В Христиании перетрясла тема; и то, что в ней вставало мне; но встряс и доктор, — по — новому вскрывшись; как артезианские струи, под земно текущие вдруг бьют; что молчало, то — вскричало; и этот крик его не умолкал во всем путевом зигзаге: Берген — Берлин: он кричал во вселенную на пароходе, в кривых тупичках городишки, в вагоне, в море; мне казалось: я был введен в один из пластов его жизни, о котором лишь подозревал; тема "Штейнер и Христос" открылась здесь в объясняющем стержне; она и была открыта; но я не знал, до какой степени он и ТЕМА — в одном, во всем: навсегда!
С той поры, когда он точно бросив "учительство", произнес слова о недостойности своей коснуться темы, мне и лицо его стало иным; смотрите — иконостас сквозной, но не изнутри занавешен красным шелком; ничего не видишь. Кто — то подошел и, не отворяя царских дверей, отдернул завесу; и там, за завесой, в пролеты дверей, — неясный блеск престола.
Что — то такое случилось с моим восприятием доктора; я не форсировал, не подглядывал; мне и "моего" было достаточно: что с ним делать? Я просто видел в докторе Штейнере… кого — то иного. "Иной" вперялся в меня словами: "Со страхом Божиим… приступи". А доктор Штейнер, вздев саквояж, стоял на палубе, слагая лекцию. Вероятно: менее всего ему было дело… до… меня. Но и мне… не… до… него.
А мы "видели" друг друга: он, погружаясь в заботы дней, а я — вспоминая далекие годы зари моей: 901, 902‑й. Они стали впервые картиною воспоминания в Христиании; с них ТОЖЕ спадала завеса: метель, Москва, пунцовая лампадка церкви, Владимир Соловьев, а надо всем — звезда!

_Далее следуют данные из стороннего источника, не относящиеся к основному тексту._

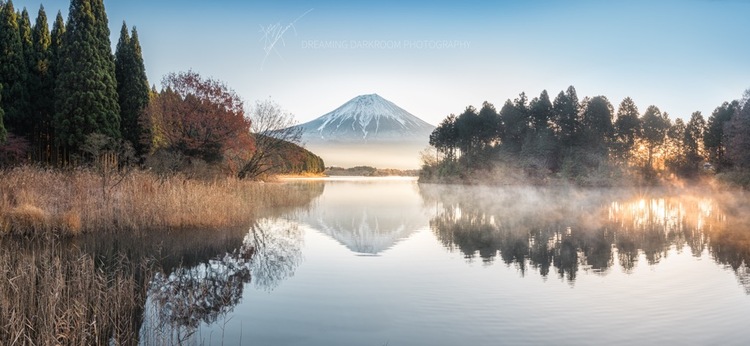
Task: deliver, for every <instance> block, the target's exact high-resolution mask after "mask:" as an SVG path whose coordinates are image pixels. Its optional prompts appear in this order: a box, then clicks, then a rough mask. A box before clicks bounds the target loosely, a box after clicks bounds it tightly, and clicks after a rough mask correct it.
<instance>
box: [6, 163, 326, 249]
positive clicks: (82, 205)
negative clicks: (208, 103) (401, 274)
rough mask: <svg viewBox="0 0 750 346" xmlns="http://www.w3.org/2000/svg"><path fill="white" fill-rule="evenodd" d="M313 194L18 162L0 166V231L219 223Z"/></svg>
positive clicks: (278, 189) (249, 185)
mask: <svg viewBox="0 0 750 346" xmlns="http://www.w3.org/2000/svg"><path fill="white" fill-rule="evenodd" d="M312 197H313V196H311V194H310V193H307V192H306V191H302V192H300V190H299V189H295V188H294V187H291V186H286V185H284V184H277V183H259V182H251V181H244V180H239V179H234V178H225V179H217V180H213V181H203V180H195V179H187V178H185V177H182V176H170V177H159V176H157V175H155V174H152V173H149V172H144V171H135V172H131V173H128V174H126V175H124V176H114V177H113V176H103V175H100V174H97V173H96V172H94V171H91V170H84V169H77V170H69V171H60V170H48V169H42V168H36V167H19V168H14V169H11V170H6V171H2V172H0V236H2V235H8V234H11V235H21V236H31V237H34V236H39V235H45V234H55V235H62V236H74V235H78V234H81V233H90V232H102V231H151V230H175V229H217V230H220V229H227V228H232V227H241V226H246V225H249V224H250V222H251V221H252V220H253V219H255V218H256V217H258V216H259V215H263V214H266V213H270V212H271V211H273V210H277V209H280V208H283V207H295V206H302V205H305V204H306V203H309V201H311V199H312Z"/></svg>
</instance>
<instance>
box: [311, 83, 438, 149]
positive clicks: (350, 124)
mask: <svg viewBox="0 0 750 346" xmlns="http://www.w3.org/2000/svg"><path fill="white" fill-rule="evenodd" d="M299 126H300V127H302V128H303V135H302V136H303V138H304V140H306V141H312V142H378V141H410V140H413V141H424V140H426V139H427V138H429V135H430V133H431V132H432V130H433V129H434V128H435V127H434V126H432V125H430V124H428V123H427V122H425V121H423V120H422V119H419V118H417V117H416V116H414V115H412V114H411V113H409V112H407V111H406V110H404V109H403V108H401V107H399V106H397V105H395V104H394V103H393V102H391V101H388V100H386V99H384V98H382V97H380V96H379V95H377V94H370V95H360V96H357V97H355V98H353V99H351V100H350V101H349V102H347V103H344V104H343V105H341V106H340V107H338V108H336V109H335V110H333V111H332V112H329V113H327V114H325V115H323V116H321V117H319V118H317V119H315V120H312V121H309V122H307V123H304V124H301V125H299Z"/></svg>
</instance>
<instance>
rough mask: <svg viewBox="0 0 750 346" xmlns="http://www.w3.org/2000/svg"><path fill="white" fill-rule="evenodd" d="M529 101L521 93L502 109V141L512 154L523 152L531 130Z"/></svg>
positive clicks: (501, 114) (500, 119) (507, 149)
mask: <svg viewBox="0 0 750 346" xmlns="http://www.w3.org/2000/svg"><path fill="white" fill-rule="evenodd" d="M527 101H528V98H527V97H526V93H521V94H519V95H518V98H517V99H515V100H513V101H512V102H511V101H510V100H507V101H505V104H504V105H503V108H501V109H500V120H501V121H502V131H501V132H500V140H501V141H502V144H503V147H504V148H505V149H506V150H508V151H509V152H511V153H519V152H520V151H521V149H522V148H523V142H524V140H525V139H526V135H527V133H528V132H529V129H530V127H529V125H530V123H531V121H530V119H529V116H530V111H529V106H528V104H527Z"/></svg>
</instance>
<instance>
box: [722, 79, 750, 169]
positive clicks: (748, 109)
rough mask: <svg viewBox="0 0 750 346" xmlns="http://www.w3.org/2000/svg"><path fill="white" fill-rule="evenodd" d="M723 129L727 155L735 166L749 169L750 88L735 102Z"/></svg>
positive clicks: (749, 142) (749, 132) (749, 161)
mask: <svg viewBox="0 0 750 346" xmlns="http://www.w3.org/2000/svg"><path fill="white" fill-rule="evenodd" d="M724 130H725V134H724V136H725V140H726V151H727V157H728V158H729V159H730V160H731V164H732V165H733V166H734V167H735V168H739V169H741V170H748V169H750V89H748V90H746V91H745V94H744V95H743V98H742V100H740V101H739V102H738V103H737V108H736V109H735V112H734V115H732V118H731V119H729V121H727V124H726V127H725V128H724Z"/></svg>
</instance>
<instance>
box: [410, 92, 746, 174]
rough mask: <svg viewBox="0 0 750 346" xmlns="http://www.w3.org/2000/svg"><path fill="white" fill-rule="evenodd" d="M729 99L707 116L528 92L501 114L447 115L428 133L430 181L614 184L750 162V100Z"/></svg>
mask: <svg viewBox="0 0 750 346" xmlns="http://www.w3.org/2000/svg"><path fill="white" fill-rule="evenodd" d="M748 95H750V92H746V95H745V97H744V98H743V99H742V100H736V101H731V102H724V103H723V104H722V105H720V106H719V107H717V108H716V109H715V110H714V112H713V113H712V114H711V115H710V116H709V117H708V119H707V120H706V119H705V118H704V117H703V115H702V114H701V112H694V113H693V114H691V115H690V118H689V119H688V120H687V122H686V121H684V120H682V119H680V118H677V119H674V120H672V119H670V117H669V115H668V114H667V113H666V112H662V111H661V110H660V109H659V108H658V107H657V106H654V105H651V106H649V107H647V108H646V110H645V112H643V113H641V112H640V111H639V110H638V107H637V106H636V105H635V102H634V101H633V100H632V99H631V98H629V97H627V98H625V99H624V100H623V101H622V102H621V103H620V104H619V106H618V108H617V111H615V108H614V107H613V105H612V104H611V103H610V101H609V100H608V99H607V97H606V96H595V97H585V98H583V99H582V100H579V99H578V96H577V93H576V90H575V88H574V87H573V86H570V87H569V88H568V89H567V90H565V91H561V92H560V93H559V94H558V95H557V96H556V97H555V99H554V100H551V99H550V97H549V95H548V93H547V91H546V90H544V91H542V93H541V94H540V95H539V96H538V97H535V98H533V99H531V100H529V99H528V97H527V96H526V94H525V93H521V94H520V95H519V97H518V98H516V99H515V100H512V101H511V100H507V101H506V102H505V104H504V105H503V106H502V108H501V109H500V110H499V111H498V110H497V109H496V108H495V106H494V105H492V104H491V103H489V102H484V104H483V105H482V108H481V109H479V110H477V109H476V108H474V107H472V106H469V107H467V108H466V109H465V110H464V112H463V113H461V114H460V115H458V116H456V115H454V114H451V115H449V116H448V117H447V118H445V119H444V120H443V121H442V122H441V123H440V124H439V125H438V127H437V128H436V129H435V130H434V131H433V133H432V134H431V135H430V145H431V146H432V147H433V148H435V149H436V150H435V154H434V155H430V154H425V155H424V157H423V161H424V167H423V171H422V176H421V178H422V180H423V181H464V182H466V181H469V182H475V181H479V180H484V181H488V182H494V183H520V182H523V183H540V184H543V183H547V182H549V181H550V180H553V179H561V180H565V181H569V182H573V183H576V184H581V185H612V184H616V183H618V182H619V181H622V180H623V179H629V181H631V182H632V181H633V180H632V179H636V180H637V181H646V182H654V181H658V180H663V179H670V178H675V177H680V178H697V177H699V176H701V175H703V174H709V173H715V172H717V171H718V172H722V171H724V172H730V171H736V170H744V169H747V168H750V154H748V152H749V151H748V149H750V105H748V102H747V100H748Z"/></svg>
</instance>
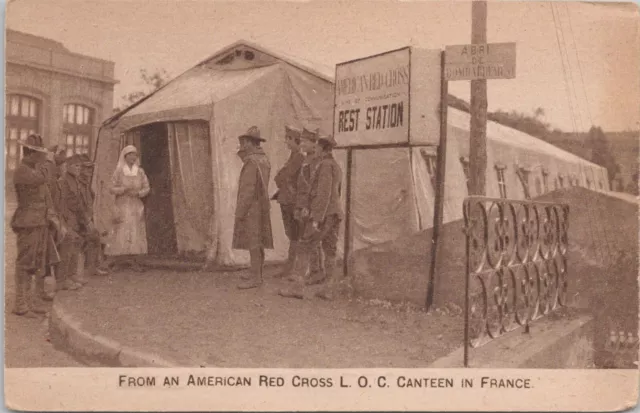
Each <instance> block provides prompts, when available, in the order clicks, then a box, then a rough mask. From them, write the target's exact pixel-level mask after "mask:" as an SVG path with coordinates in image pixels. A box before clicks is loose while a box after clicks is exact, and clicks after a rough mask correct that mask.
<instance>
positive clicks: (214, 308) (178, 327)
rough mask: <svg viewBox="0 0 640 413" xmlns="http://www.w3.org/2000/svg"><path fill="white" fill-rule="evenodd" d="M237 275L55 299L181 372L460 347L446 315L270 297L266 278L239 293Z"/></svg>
mask: <svg viewBox="0 0 640 413" xmlns="http://www.w3.org/2000/svg"><path fill="white" fill-rule="evenodd" d="M275 270H276V268H272V271H275ZM238 276H239V272H234V273H197V272H195V273H194V272H189V273H176V272H166V271H156V270H154V271H148V272H146V273H143V274H139V273H136V274H131V273H118V274H114V275H113V276H112V277H110V278H109V279H98V280H95V281H92V283H91V284H90V285H89V286H88V287H87V288H86V289H85V290H84V291H81V292H65V294H64V295H63V296H61V299H62V300H64V301H62V302H63V303H64V305H65V310H67V311H69V312H70V313H71V314H72V315H73V316H74V317H75V318H77V319H78V320H81V321H82V324H83V326H84V327H85V328H86V329H87V330H88V331H90V332H91V333H93V334H99V335H103V336H106V337H109V338H111V339H114V340H116V341H118V342H121V343H126V344H127V345H128V346H131V347H133V348H137V349H141V350H143V351H146V352H152V353H156V354H159V355H161V356H163V357H165V358H167V359H170V360H174V361H176V362H178V363H180V364H181V365H186V366H194V365H197V366H215V367H325V368H332V367H333V368H338V367H342V368H346V367H426V366H427V365H429V364H430V363H431V362H432V361H434V360H435V359H437V358H439V357H441V356H444V355H446V354H448V353H449V352H451V351H453V350H454V349H456V348H457V347H458V346H459V345H460V341H461V338H462V322H461V320H460V319H456V318H455V317H452V316H445V315H441V314H425V313H424V312H420V311H412V310H411V309H407V308H390V307H387V308H385V306H384V305H383V304H382V303H379V302H375V301H373V302H371V301H370V302H364V301H357V300H354V301H350V302H349V301H340V302H325V301H322V300H319V299H313V298H311V299H305V300H297V299H286V298H283V297H280V296H278V295H277V294H276V292H277V288H278V287H279V286H283V285H285V284H286V281H276V280H274V279H272V278H271V277H270V276H269V275H267V283H266V285H265V286H264V287H262V288H261V289H259V290H250V291H240V290H237V289H236V284H237V282H238ZM434 332H438V333H437V335H435V336H434Z"/></svg>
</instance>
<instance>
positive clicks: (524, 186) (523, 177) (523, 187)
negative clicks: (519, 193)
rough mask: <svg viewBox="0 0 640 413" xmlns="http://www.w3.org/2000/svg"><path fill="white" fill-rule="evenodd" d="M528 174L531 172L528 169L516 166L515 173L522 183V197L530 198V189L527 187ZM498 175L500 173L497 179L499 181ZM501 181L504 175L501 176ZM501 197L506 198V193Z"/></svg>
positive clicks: (526, 198)
mask: <svg viewBox="0 0 640 413" xmlns="http://www.w3.org/2000/svg"><path fill="white" fill-rule="evenodd" d="M530 174H531V170H530V169H527V168H524V167H519V168H516V175H518V178H519V179H520V183H521V184H522V192H523V193H524V199H531V191H530V189H529V175H530ZM503 175H504V174H503ZM499 176H500V175H499V173H498V181H500V178H499ZM503 181H504V176H503ZM505 194H506V188H505ZM503 198H506V195H505V196H503Z"/></svg>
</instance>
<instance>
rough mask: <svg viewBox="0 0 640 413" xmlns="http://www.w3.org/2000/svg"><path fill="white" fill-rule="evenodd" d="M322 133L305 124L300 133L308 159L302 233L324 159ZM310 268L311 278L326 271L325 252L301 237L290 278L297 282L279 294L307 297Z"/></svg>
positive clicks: (300, 229) (298, 243) (303, 179)
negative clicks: (314, 189)
mask: <svg viewBox="0 0 640 413" xmlns="http://www.w3.org/2000/svg"><path fill="white" fill-rule="evenodd" d="M318 134H319V130H317V129H316V130H315V131H310V130H308V129H306V128H304V129H303V130H302V134H301V135H300V147H301V149H302V152H304V153H305V159H304V162H303V163H302V166H301V167H300V174H299V175H298V185H297V193H296V206H295V219H296V220H297V221H298V225H299V228H300V235H301V236H302V232H303V230H304V228H305V227H306V226H307V224H308V222H309V219H310V207H311V204H310V194H311V185H312V182H313V179H314V175H315V173H316V170H317V168H318V165H319V163H320V160H321V158H320V157H319V153H318V146H317V142H318ZM307 272H308V273H309V276H310V278H314V277H317V276H318V274H323V270H322V253H321V251H320V248H319V244H318V243H310V242H308V241H307V240H303V239H300V240H299V241H298V260H297V261H296V263H295V266H294V268H293V271H292V274H291V276H290V277H289V281H292V282H294V283H295V284H294V286H293V287H292V288H285V289H281V290H280V291H279V292H278V294H279V295H281V296H283V297H293V298H303V295H302V289H303V286H304V282H305V276H306V274H307Z"/></svg>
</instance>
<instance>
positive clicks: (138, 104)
mask: <svg viewBox="0 0 640 413" xmlns="http://www.w3.org/2000/svg"><path fill="white" fill-rule="evenodd" d="M329 70H330V69H329ZM325 72H326V70H325ZM332 99H333V84H332V82H331V80H330V78H329V77H328V76H327V75H326V74H323V73H321V72H320V71H318V70H317V68H310V67H307V66H305V65H303V64H300V63H298V62H293V61H292V60H290V59H289V58H287V57H285V56H282V55H278V54H275V53H272V52H270V51H268V50H266V49H264V48H262V47H259V46H256V45H253V44H251V43H248V42H244V41H241V42H237V43H235V44H233V45H231V46H228V47H226V48H224V49H223V50H221V51H220V52H218V53H216V54H214V55H213V56H211V57H210V58H208V59H206V60H204V61H203V62H201V63H199V64H198V65H196V66H195V67H193V68H191V69H189V70H188V71H186V72H185V73H183V74H182V75H180V76H178V77H176V78H175V79H173V80H172V81H171V82H169V83H168V84H166V85H165V86H164V87H162V88H161V89H159V90H157V91H156V92H155V93H153V94H151V95H150V96H148V97H147V98H145V99H143V100H142V101H140V102H138V103H137V104H135V105H133V106H132V107H130V108H128V109H126V110H125V111H123V112H122V113H120V114H118V115H116V116H114V117H113V118H112V119H109V120H107V121H106V122H105V123H104V125H103V127H102V129H101V132H100V137H99V143H98V147H97V150H96V164H97V167H96V173H95V177H94V186H95V189H96V193H97V195H96V198H97V199H96V205H97V207H96V220H97V222H98V226H99V227H100V229H101V230H103V231H105V230H109V229H110V227H111V224H110V221H111V219H112V218H111V217H112V211H113V196H112V195H110V194H109V191H108V188H109V184H110V180H111V174H112V173H113V169H114V167H115V165H116V163H117V159H118V154H119V151H120V149H121V148H122V147H123V146H124V145H126V144H129V143H133V144H135V145H136V146H137V147H138V148H139V151H140V154H141V163H142V166H143V168H144V169H145V172H146V173H147V175H148V176H149V180H150V184H151V187H152V190H151V194H150V195H149V197H148V198H147V199H146V201H145V209H146V214H145V215H146V217H145V218H146V224H147V239H148V242H149V253H150V254H155V255H164V256H169V255H176V254H179V253H195V254H201V255H206V257H207V258H208V259H209V260H210V261H214V262H216V263H219V264H222V265H234V264H240V263H244V262H247V261H248V254H246V253H245V252H244V251H237V250H232V249H231V240H232V234H233V217H234V209H235V201H236V195H237V181H238V176H239V173H240V169H241V166H242V163H241V161H240V159H239V158H238V157H237V156H236V150H237V142H238V141H237V139H236V138H237V136H239V135H241V134H242V133H244V132H246V130H247V129H248V128H249V127H250V126H252V125H256V126H258V128H259V129H260V131H261V134H262V136H264V137H266V138H267V140H268V141H267V143H266V144H265V145H264V147H265V150H266V152H267V156H268V157H269V159H270V161H271V164H272V178H271V183H270V192H271V193H273V192H275V185H274V183H273V175H275V172H276V171H277V169H278V168H280V167H281V166H282V165H283V164H284V162H285V161H286V159H287V157H288V155H289V154H288V151H287V150H286V147H285V145H284V141H283V140H282V136H283V130H284V126H285V125H286V124H290V125H293V126H296V127H303V126H305V127H308V128H314V127H319V128H321V129H322V130H325V131H329V130H330V129H329V128H330V125H331V119H330V116H328V114H330V113H331V110H332V104H333V102H332ZM271 219H272V226H273V235H274V243H275V250H272V251H267V260H278V259H284V258H285V257H286V251H287V248H288V245H287V240H286V236H285V234H284V229H283V226H282V220H281V219H280V211H279V208H278V205H277V204H276V203H275V202H274V203H272V209H271Z"/></svg>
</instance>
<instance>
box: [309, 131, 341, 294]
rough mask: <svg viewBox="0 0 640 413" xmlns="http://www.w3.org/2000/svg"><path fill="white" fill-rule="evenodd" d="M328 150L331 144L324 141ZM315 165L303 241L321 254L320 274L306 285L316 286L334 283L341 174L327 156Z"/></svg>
mask: <svg viewBox="0 0 640 413" xmlns="http://www.w3.org/2000/svg"><path fill="white" fill-rule="evenodd" d="M320 140H326V141H327V143H328V144H330V145H331V147H333V146H335V141H334V140H333V138H331V137H324V138H321V139H320ZM319 159H320V161H319V164H318V167H317V169H316V172H315V174H314V176H313V180H312V183H311V191H310V193H309V222H308V223H307V228H306V229H305V234H304V236H303V238H305V239H308V240H309V242H310V243H312V244H313V243H317V248H318V249H319V250H321V251H322V252H323V254H324V259H323V262H324V274H322V273H320V274H315V276H313V275H312V277H311V278H310V279H309V280H308V284H316V283H320V282H322V281H324V280H325V278H329V281H330V282H331V283H333V282H334V280H335V266H336V253H337V243H338V233H339V230H340V222H341V221H342V220H343V218H344V215H343V211H342V206H341V205H340V194H341V190H342V170H341V169H340V166H339V165H338V163H337V162H336V161H335V159H334V158H333V155H332V154H331V153H330V152H323V153H322V154H321V155H320V156H319Z"/></svg>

— "Так вот что было: ЧЕГО не поняли!"
Сам себя не понимал!
И чего это Штейнер не спустится в каюту?
Невыносимы истины, на которые он указал в "Пятом Евангелии": невыносимы тем, что все взрывая, они и — логический вывод из всей позиции: от гносеологии до… эвритмии; но так всегда: глядели десятки лет на "маленьких существ", пляшущих под микроскопом; и — невдомек: они — то и суть причины болезней.
И вот пришел Пастер; пришел и указал: только — то!
Нечто подобное случилось с "Пятым Евангелием"; все было дано: лежало открытым в элементах; не видели — целого: не видели и элементов.
Пятнадцать лет "Пятое Евангелие" — достояние тысяч людей; а жизнь западного общества течет так, как будто "Пятого Евангелия" не было; джиу — джицу почтения, поза ЭСОТЕРИЗМА: "Остороженее обращайтесь с материалом". И — из осторожности, шепотом прочтя "конспект", отправляют конспект на полочку; и — не видят, что за 15 лет… улица переполнена событиями "Пятого Евангелия", не узнанными в теме: ни ей, ни… антропософами, в полочках да в конспектах, как бактерии, разложивших атмосферу его, в которой принес его Штейнер в 13‑м году; события свершений, "МИГОВ СТРАННЫХ", глядят из опустошенных наших душ, ставших пустыми "ОНО"; и они же заглядывают из окон, ломают климат, опрокидывают устои, выкидываются в невероятных открытиях естествознания.